Saturday, May 2, 2009

Tortured Faith

Beloved, let us love one another, because love is from God; everyone who loves is born of God and knows God. Whoever does not love does not know God, for God is love.
I John 4:7-8

The hymn says, “They will know we are Christians by our love,” but according to a recent survey, maybe not so much.

"Do you think the use of torture against suspected terrorists in order to gain important information can often be justified, sometimes be justified, rarely be justified, or never be justified?"

My friend Bill Flug sent me a CNN report on a survey conducted by the Pew Forum on Religion & Public Life which asks that question. It shows that about half of all Americans believe that torture is often or sometimes justified. About twenty-five percent said that it is never justified.

As we listen to the national debate, those numbers are not surprising. But within the numbers there is a more troubling finding. Church goers are more likely to support the use of torture than their more secular neighbors. Fifty-four percent of those who attend services at least once a week say torture is often or sometimes justified, compared with only forty-two percent of those who seldom or never attend services.

White Evangelical Protestants support torture with a more than 60% majority.

And this is the group that prides itself on believing in the authority of the Bible?

One wonders how it is possible to have such a radical disconnection between the biblical witness and the attitudes of those who claim to believe that witness. What part of the Bible do these people actually believe? What sort of tortured logic is required to make believe that Jesus would condone this?

Remember the choices for the use of torture on terror suspects:

We’re talking about people who went with often or sometimes. This doesn’t include the people who believe that torture is morally repugnant but would consider using it if they thought it was the only way to protect the country from catastrophe.

According to the poll, Mainline Protestants (Methodists, Presbyterians, Episcopalians, etc.) were less likely than other religious groups to support torture. Thirty percent of us said torture is never acceptable.
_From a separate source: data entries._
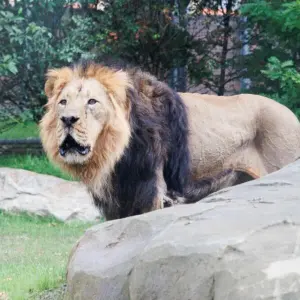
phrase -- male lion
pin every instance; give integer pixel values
(131, 139)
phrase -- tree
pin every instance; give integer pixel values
(274, 62)
(217, 27)
(34, 36)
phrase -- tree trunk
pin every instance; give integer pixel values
(226, 36)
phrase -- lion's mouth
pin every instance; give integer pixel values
(70, 145)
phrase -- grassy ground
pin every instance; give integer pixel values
(33, 254)
(38, 164)
(21, 131)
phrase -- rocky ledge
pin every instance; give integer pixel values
(239, 243)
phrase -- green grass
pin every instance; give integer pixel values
(21, 131)
(34, 253)
(39, 164)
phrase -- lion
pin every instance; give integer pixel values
(138, 145)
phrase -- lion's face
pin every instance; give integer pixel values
(82, 108)
(86, 128)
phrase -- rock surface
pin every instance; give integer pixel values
(240, 243)
(45, 195)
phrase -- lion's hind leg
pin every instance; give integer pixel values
(198, 189)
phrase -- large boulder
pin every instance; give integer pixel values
(240, 243)
(44, 195)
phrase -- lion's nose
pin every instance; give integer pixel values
(69, 121)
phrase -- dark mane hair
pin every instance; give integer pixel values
(160, 130)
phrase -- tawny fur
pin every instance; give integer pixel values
(249, 134)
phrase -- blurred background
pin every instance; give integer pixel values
(221, 47)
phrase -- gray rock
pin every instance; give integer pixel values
(45, 195)
(240, 243)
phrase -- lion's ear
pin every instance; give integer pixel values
(56, 80)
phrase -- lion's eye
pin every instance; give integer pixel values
(63, 102)
(92, 102)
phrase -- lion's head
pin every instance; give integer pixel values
(86, 127)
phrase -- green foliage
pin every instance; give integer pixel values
(38, 164)
(289, 82)
(275, 40)
(34, 253)
(36, 35)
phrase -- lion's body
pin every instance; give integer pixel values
(132, 140)
(246, 132)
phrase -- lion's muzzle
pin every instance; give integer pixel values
(69, 145)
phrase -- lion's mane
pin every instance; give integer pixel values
(142, 153)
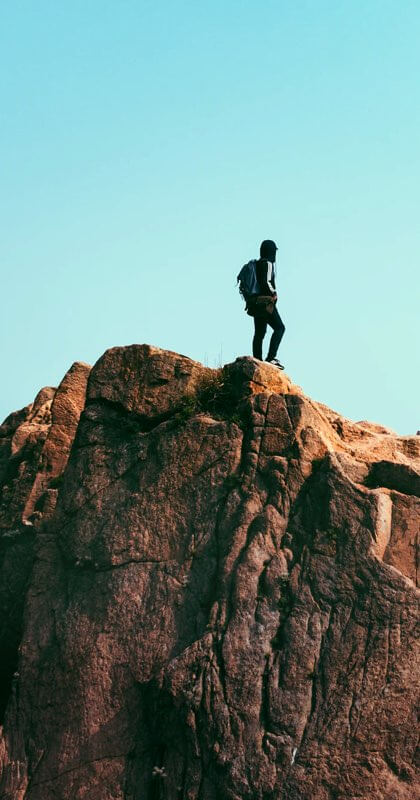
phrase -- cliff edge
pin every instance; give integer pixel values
(207, 590)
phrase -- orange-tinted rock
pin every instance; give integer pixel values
(223, 605)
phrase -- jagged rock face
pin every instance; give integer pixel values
(220, 605)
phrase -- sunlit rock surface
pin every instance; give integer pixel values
(204, 600)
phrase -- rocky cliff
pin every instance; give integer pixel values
(207, 589)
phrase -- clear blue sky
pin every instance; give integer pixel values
(148, 146)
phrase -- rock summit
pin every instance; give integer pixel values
(207, 590)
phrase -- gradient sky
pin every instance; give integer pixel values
(147, 147)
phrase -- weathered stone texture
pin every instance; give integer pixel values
(220, 605)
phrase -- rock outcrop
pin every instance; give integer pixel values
(208, 590)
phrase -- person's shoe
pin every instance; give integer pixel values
(275, 362)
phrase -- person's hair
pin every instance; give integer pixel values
(268, 250)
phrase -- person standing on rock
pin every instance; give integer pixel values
(258, 287)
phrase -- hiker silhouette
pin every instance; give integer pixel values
(257, 284)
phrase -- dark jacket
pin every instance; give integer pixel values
(266, 277)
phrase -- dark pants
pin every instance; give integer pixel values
(261, 323)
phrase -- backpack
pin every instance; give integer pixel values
(247, 279)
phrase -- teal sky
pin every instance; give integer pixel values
(148, 147)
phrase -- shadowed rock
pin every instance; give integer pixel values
(223, 601)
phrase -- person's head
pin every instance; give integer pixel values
(268, 250)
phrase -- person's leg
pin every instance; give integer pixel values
(276, 323)
(260, 329)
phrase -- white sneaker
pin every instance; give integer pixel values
(275, 362)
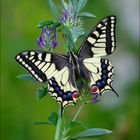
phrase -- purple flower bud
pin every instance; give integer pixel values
(53, 43)
(48, 36)
(95, 100)
(41, 42)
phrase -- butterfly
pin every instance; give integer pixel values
(61, 72)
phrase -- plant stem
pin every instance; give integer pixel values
(75, 117)
(59, 126)
(79, 110)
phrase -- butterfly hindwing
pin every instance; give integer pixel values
(100, 73)
(101, 40)
(52, 68)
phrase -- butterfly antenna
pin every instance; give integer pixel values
(61, 110)
(115, 92)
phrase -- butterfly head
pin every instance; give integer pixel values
(94, 90)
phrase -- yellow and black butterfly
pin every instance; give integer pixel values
(61, 72)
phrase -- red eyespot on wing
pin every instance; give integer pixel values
(76, 95)
(94, 89)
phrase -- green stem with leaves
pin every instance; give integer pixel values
(59, 126)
I don’t think Jesus would count that one in the win column.

I was going to start this blog with an imaginary conversation in which a pastor asks a parishioner if he or she believes in torture, and the parishioner replies, “I listen to your sermons, don’t I?”
But this isn’t funny.
It reminds us once again that Christians need to reclaim a sense of who we are and to whom we belong. As the writer of I John encourages us, "Little children, let us love, not in word or speech, but in truth and action." (I John 3:18).


  1. I read a quote the other day from the Dalai Lamma that said, "My religion is simple. My religion is kindness."

    The religion followed by those who call themselves Christians should be known as the religion of self-sacrificing love. In many cases it is but, in the big picture of what many people who call themselves Christian actually do, I would settle for simple kindness and basic human decency.

    >>> What part of the Bible do these people actually believe? What sort of tortured logic is required to make believe that Jesus would condone this?

    I know this question is probably rhetorical, but I can't say I am surprised at the outcome of the survey. I have encountered too many cases of "Christian" belief which is defined by an eternal hell as an unfortunate but justifiable Godly punishment for the "wicked." Thus some believe that the Christian religion is built on the threat of torture and following the right path to escape it.

    If you believe in horrors of an eternal hell as a form of of Godly justice, how much easier is it then to justify waterboarding as a short term action to save lives?

    Christian orthodoxy, fundamentalism and even mainstream churches have creeds try to define what is to be Christian through the "right belief" regarding events in the Christian story. However maybe we need a set of "fundamental" ethical creeds.